My husband and I tend to be a little competitive with one another when it comes to games. He’s naturally athletic and competitive; me, on the other hand…well I just like to win.
Currently we are both playing this game called “Woody” it’s where you match up blocks and watch the lines collapse causing your score to increase with each move you make. I started playing the game a few days before he did and got him hooked soon after.
For me, this was a way to excersise my mind and help remove anxiety along with increasing focus. For him, I think it’s just good ol’ trying to beat my score, which he recently done.
Tonight when he came home from work he asked ” Have you beat my score yet?” I hadn’t but I’m not trying to with this game…no, it’s about me trying to increase my own score against myself; to just do better each time.
However; this question got me to thinking, how often is it when we start something we get our focus set on someone else’s score or how good they are doing and how it doesn’t take us long before we are trying to out do them or catch up to them.
We do this a lot in the South with our lives. Girls feel they have to get married early and have children. Guys feel like they have to jump right into a career, buy a home and then get married and since the pressure is so high on females for this we put that pressure on guys. We have to stay up with the others or there is something wrong with us.
We also do this in our professional lives as well. We try to out do the co-worker next to us and forget to double check our work or we skip steps causing a major issue. Maybe they are ahead of you on a project but you want to be competitive and do better so you short cut some things.
There are so many situations in our personal lives as well as professional lives that this type of thing can occur. While healthy competition is always good for us it should never get the best of us and cause us to short cut anything.

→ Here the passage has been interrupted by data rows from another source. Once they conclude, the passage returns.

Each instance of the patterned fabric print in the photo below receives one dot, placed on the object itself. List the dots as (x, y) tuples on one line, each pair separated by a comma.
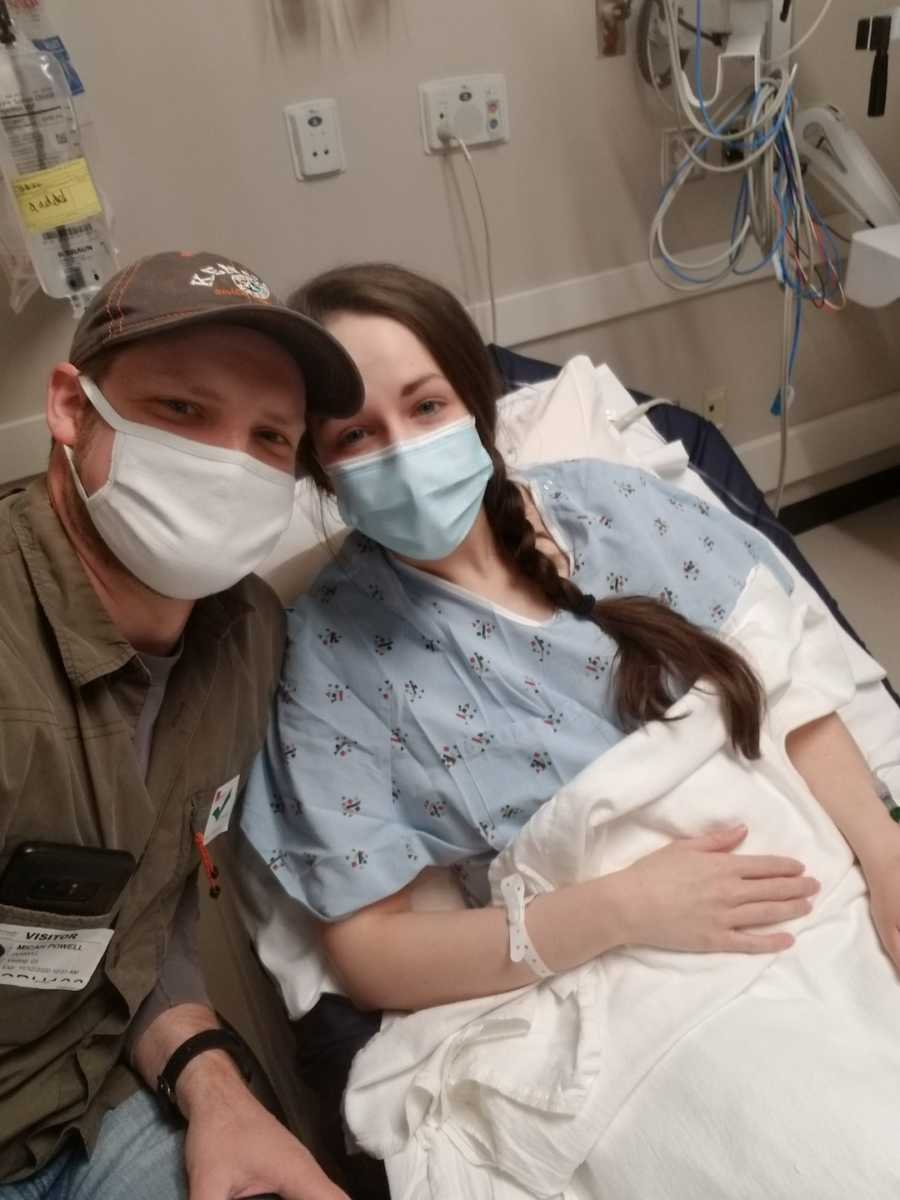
[(425, 726)]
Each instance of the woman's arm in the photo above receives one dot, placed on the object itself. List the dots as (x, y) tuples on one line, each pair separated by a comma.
[(690, 895), (831, 762)]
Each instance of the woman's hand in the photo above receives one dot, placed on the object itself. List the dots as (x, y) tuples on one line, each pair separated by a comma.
[(882, 874), (696, 895)]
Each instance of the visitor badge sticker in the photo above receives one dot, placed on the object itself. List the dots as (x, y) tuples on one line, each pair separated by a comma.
[(33, 957), (220, 814)]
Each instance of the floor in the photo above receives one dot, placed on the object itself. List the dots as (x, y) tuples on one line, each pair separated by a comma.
[(858, 557)]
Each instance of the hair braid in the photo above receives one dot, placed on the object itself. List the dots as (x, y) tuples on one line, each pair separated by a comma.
[(659, 652)]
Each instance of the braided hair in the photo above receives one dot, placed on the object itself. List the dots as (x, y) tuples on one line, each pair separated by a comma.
[(660, 654)]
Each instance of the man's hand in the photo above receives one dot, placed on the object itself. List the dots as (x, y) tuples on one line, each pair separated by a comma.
[(234, 1147)]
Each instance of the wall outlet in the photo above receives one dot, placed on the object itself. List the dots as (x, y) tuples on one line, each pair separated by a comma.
[(315, 136), (471, 107), (672, 154), (714, 406)]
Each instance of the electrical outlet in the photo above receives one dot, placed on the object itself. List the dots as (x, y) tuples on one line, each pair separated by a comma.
[(472, 107), (315, 135), (715, 406), (672, 154)]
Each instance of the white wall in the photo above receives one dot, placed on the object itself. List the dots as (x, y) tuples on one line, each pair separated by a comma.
[(189, 99)]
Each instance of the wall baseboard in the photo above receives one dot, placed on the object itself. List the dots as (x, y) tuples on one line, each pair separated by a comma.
[(826, 443)]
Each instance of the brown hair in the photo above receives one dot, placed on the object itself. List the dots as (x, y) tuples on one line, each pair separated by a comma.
[(660, 653)]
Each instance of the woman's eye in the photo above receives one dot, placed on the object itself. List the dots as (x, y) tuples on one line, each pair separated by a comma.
[(430, 407), (351, 438), (179, 407)]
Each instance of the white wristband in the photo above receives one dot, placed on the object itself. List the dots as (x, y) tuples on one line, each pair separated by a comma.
[(521, 948)]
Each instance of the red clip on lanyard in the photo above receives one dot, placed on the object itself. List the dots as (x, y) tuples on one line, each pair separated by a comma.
[(208, 865)]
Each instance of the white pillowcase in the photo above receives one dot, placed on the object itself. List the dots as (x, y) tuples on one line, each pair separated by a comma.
[(570, 417)]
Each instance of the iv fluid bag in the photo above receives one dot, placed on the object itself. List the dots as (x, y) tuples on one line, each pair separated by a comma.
[(52, 189)]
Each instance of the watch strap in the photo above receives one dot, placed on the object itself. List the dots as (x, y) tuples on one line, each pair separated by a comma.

There’s value in the work.
We must learn to go at our own pace and to embrace the season of life we are in. I will admit when I wasn’t married by 25 or 30, I was angry at my then boyfriend (now husband) but looking back had we gotten married during that time we would probably be on our way to a divorce lawyer now. We had growing that needed to be done and now we have an amazing marriage full of love, respect and laughter.
Embracing seasons is not always pleasent and it can really be a time of testing our faith as well as our motives. If we are trying to rush it so we can catch up or be better than the person beside us we run the risk of missing the blessing in the waiting as well as the working.
At the end of the day the only person we need to try and be better than or the only person we need to compete against is ourselves. Strive to do better than you did yesterday and learn to not rush things. Hone your skills while you are in your season of waiting. Work for the blessing that is coming your way.